The next incident comes after I had left Imperial to work for Schlumberger in the oil and gas industry. Just three years into that job in 1988, the disaster on the Piper Alpha oil platform occurred. The multiple explosions driven by gas and condensate leaks, arising from poor communication of work permits leading to the use of a leaking pump which had been set aside for maintenance, led to the tragic death of 197 people, the world’s largest offshore oil and gas disaster. I recount how my former Imperial colleagues Stephen Richardson and Graham Saville were key technical witnesses at the resulting Cullen Inquiry and how their thermodynamic-fluid mechanical modelling of abrupt gas and condensate depressurisation has since been enshrined in the Blowdown software which has been used for design and operation of condensate flow systems on over 100 installations worldwide. Amongst Cullen’s 106 recommendations was that HSE should be the single regulatory body to enforce safety offshore as well as onshore, extending the use of the safety-case approach to those operations as well.

After returning to academia at Imperial in 2005 after 20 years in oil and gas, I became involved in explaining to the public through television, radio and press interviews why the 2010 Deepwater Horizon disaster in the Gulf of Mexico happened and how BP and their partners were trying, unsuccessfully for a long time, to cap the well. I gave over 50 media interviews in the 87 days it took to stop the oil flowing into the Gulf, resulting in the largest oil spill of all time, with huge ecological and economic consequences. Then to my surprise in 2011 I was asked to chair the review of the UK Offshore Regulatory System to recommend changes to ensure that everything possible is done to ensure that such a disaster never occurs on the UK Continental Shelf. Amongst the recommendations was that safety (enforced by HSE) and environmental (enforced by DECC) regulation should be brought together into a unified body, which eventually occurred with the creation of the Oil and Gas Authority and the Offshore Safety Directive Regulator in 2015. So another unwelcome major accident led to further integration of safety and environmental regulation and strengthening of the ability of the regulators to hold the hazards creators to account.
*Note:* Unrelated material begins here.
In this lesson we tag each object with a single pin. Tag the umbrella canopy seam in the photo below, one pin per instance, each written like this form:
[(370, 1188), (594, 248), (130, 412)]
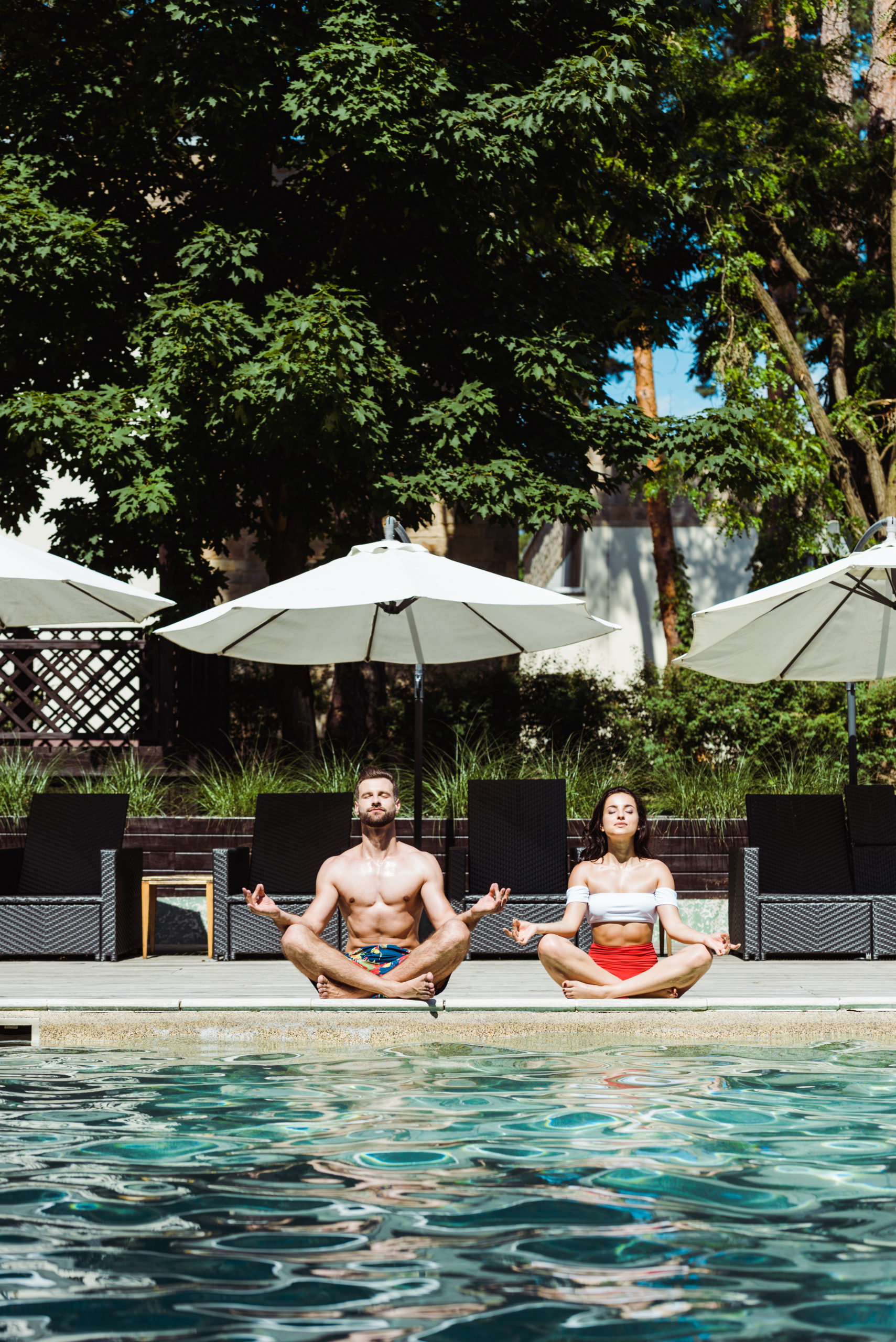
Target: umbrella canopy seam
[(860, 590), (518, 646), (250, 633), (94, 598), (373, 630), (816, 633)]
So through lessons learned from these three accidents (and from other accidents and near-misses of course) the process safety regulatory regime in the Uk and in many parts of the world has been refined to make risk identification and mitigation implementation increasingly robust, with accidents rarer and of lower impact. Process safety is at the heart of chemical engineering’s DNA; we have come a long way with continuous learning and improvement – but every incident shows there is no room for complacency! We must continue to develop better learning processes into the future, with more cross-referenced data and AI bound to raise the process safety bar still further.